I find that a lot of people, probably most in fact, don't and often can't make the distinction between content and design. They've spent years fiddling around with layouts and fonts and images in their office suite software and simply expect their web software to work the same way. So it surprises them that they need a skilled developer to make that change, or that their graphic designer, who knows a little HTML, can't do it.

Add to that the fact that there is still no good browser-side WYSIWYG editor for web content. Some are better than others, but even the best are still about 20 years behind WYSIWYG editors in desktop software, and not at all oriented towards content management with structured content.

Then you add to that the fact that we're talking about a content management system, not a page management system, it causes even more confusion and hapless customers. They see a page and think of it as a document, as if it were a single file. Relatively few people seem to actually think in terms of structured content. They have no metadata for their content and all of their data is in Excel files, prettily-formatted for printing, but nearly useless for importing. Explaining that people need to think about content first often gets blank stares or worse.

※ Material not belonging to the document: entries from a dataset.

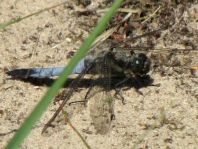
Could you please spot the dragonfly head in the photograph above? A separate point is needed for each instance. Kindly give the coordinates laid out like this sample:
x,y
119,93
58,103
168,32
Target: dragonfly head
x,y
140,64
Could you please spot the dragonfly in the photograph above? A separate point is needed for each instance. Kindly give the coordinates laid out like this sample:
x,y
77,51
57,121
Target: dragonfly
x,y
105,64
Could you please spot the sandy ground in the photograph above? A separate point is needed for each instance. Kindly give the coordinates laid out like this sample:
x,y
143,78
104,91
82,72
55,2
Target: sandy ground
x,y
163,117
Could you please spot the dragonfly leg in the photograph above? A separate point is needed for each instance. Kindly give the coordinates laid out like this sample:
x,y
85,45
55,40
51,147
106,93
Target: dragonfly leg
x,y
86,97
119,93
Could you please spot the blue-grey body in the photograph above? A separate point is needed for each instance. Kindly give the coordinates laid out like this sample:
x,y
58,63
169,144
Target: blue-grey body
x,y
45,72
121,63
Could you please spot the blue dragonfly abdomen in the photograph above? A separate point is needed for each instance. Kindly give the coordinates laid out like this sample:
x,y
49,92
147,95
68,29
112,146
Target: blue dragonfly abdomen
x,y
44,72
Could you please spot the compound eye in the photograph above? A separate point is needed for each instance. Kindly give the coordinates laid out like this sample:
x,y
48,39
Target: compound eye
x,y
140,64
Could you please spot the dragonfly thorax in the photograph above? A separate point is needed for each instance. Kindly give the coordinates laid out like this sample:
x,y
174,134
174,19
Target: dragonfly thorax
x,y
139,64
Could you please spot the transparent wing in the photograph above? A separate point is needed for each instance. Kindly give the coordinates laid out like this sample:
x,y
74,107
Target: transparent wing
x,y
101,103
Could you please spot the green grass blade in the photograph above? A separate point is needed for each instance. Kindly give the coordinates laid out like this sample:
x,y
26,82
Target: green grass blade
x,y
18,19
26,127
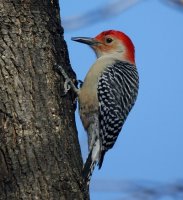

And it can be really hard to grasp that different parts of a page need to be modified in totally different ways (and how many ways there are!). (Adding images in the WYSIWYG body area is different than in an imagefield which is different from an image in the theme. This chunk of content has the Nodequeue interface, but that has the Views interface, and this one's a block; this is a core setting, that's a setting in this module, this is sitewide, that only affects this page, etc.)

I find that there are major barriers to a non-techy feeling that they are 'able to change everything else yourself', even on fairly simple sites (and it approaches impossible on complex ones). Educating the customer is critical, and very difficult because even the basic concepts (content vs design) are so foreign.